Manufacturers are devising ways of combining Internet services with the power of CD-Rom to give users the best of both technologies. Steve Homer explains
The Internet or other online services may well, one day, put paid to CD-Rom: we will download what we need or fancy, and play it when we want to. But for now, the Internet is an also-ran to the CD in multimedia. Downloading moving images, be they animation, computer graphics or TV- quality video, is not an option for anyone with less than an hour to spend waiting for 30 seconds of images to arrive.

Several companies have, however, seen a way of combining the two technologies to give the best of both worlds: the size and timeliness of online databases with the quality of CD-Rom. CompuServe, the biggest online service, has a quarterly subscription CD-Rom. On the disk are film and audio clips - tasters to information online. If you find something you like, one click takes you to the appropriate online site.

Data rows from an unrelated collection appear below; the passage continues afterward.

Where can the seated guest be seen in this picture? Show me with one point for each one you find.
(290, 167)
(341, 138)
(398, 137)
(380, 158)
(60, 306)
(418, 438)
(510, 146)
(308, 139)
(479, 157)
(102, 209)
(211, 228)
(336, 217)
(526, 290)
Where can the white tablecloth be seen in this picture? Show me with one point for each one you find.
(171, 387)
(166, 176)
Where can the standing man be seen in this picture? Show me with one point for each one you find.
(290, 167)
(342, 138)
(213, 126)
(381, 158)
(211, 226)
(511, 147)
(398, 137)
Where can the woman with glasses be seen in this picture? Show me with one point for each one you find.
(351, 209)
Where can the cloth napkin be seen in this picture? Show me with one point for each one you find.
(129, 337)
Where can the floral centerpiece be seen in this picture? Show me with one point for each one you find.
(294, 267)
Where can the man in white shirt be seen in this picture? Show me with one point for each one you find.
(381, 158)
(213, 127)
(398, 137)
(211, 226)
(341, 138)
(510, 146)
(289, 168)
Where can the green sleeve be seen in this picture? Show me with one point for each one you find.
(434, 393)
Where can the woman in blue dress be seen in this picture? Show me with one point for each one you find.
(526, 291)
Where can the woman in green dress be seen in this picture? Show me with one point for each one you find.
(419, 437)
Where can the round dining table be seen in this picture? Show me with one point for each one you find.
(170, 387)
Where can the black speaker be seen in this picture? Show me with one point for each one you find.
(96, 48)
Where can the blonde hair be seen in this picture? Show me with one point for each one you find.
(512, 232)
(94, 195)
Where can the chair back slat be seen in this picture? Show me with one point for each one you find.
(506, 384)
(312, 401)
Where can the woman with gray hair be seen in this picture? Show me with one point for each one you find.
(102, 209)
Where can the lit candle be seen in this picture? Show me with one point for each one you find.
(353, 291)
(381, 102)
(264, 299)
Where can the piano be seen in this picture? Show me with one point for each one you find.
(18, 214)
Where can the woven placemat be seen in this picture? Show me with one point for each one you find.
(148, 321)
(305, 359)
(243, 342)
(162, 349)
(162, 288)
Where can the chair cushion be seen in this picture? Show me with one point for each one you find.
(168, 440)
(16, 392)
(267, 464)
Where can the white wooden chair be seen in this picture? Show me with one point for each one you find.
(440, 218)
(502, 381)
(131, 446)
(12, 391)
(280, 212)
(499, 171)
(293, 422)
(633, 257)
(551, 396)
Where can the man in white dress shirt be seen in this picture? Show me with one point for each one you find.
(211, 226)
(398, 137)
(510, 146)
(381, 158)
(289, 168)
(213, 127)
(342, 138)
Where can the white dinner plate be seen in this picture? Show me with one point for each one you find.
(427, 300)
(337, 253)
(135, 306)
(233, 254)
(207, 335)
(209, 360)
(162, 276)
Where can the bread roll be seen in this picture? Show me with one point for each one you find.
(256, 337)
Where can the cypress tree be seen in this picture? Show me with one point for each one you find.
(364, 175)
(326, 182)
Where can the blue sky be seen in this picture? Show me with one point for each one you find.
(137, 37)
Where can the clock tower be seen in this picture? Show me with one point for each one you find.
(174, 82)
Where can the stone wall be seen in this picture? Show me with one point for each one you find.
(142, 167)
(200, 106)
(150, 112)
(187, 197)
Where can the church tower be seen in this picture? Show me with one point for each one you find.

An even more ambitious project is Philips's new CD Online service. This uses Philips's CD-i player, which plays through the television, as a platform to access the World Wide Web. The company has its own site on the Web that cleverly links data on the disk with information stored on the server. For example, at Christmas, messages sent from the central computer will be mixed with images and audio stored on the disk to create an electronic advent calendar that will be displayed on the television.

The advantage of this dual approach is particularly apparent with the CD-i machine. With proper VHS-quality video clips stored on the CD-i disk, it makes the information delivered over the modem look really good.

Hybrid CDs are becoming more and more common. Microsoft now has half a dozen disks that take small amounts of information off the Internet to add to its titles. One of the first was a baseball title that allowed fans to log on and see the latest league scores.

Microsoft is extending this approach. Monthly updates are available for its Encarta encyclopaedia, as are the latest reviews for its movie guide, Cinemania and its music guide, Music Central.

This is not an entirely altruistic exercise. Encarta's updates integrate only into the current version, which is replaced every autumn. To have a fully integrated encyclopaedia, therefore, you have to buy a new disk every year.

At pounds 50 this is is good value - but you might like to think of it as an annual subscription rather than an outright purchase price.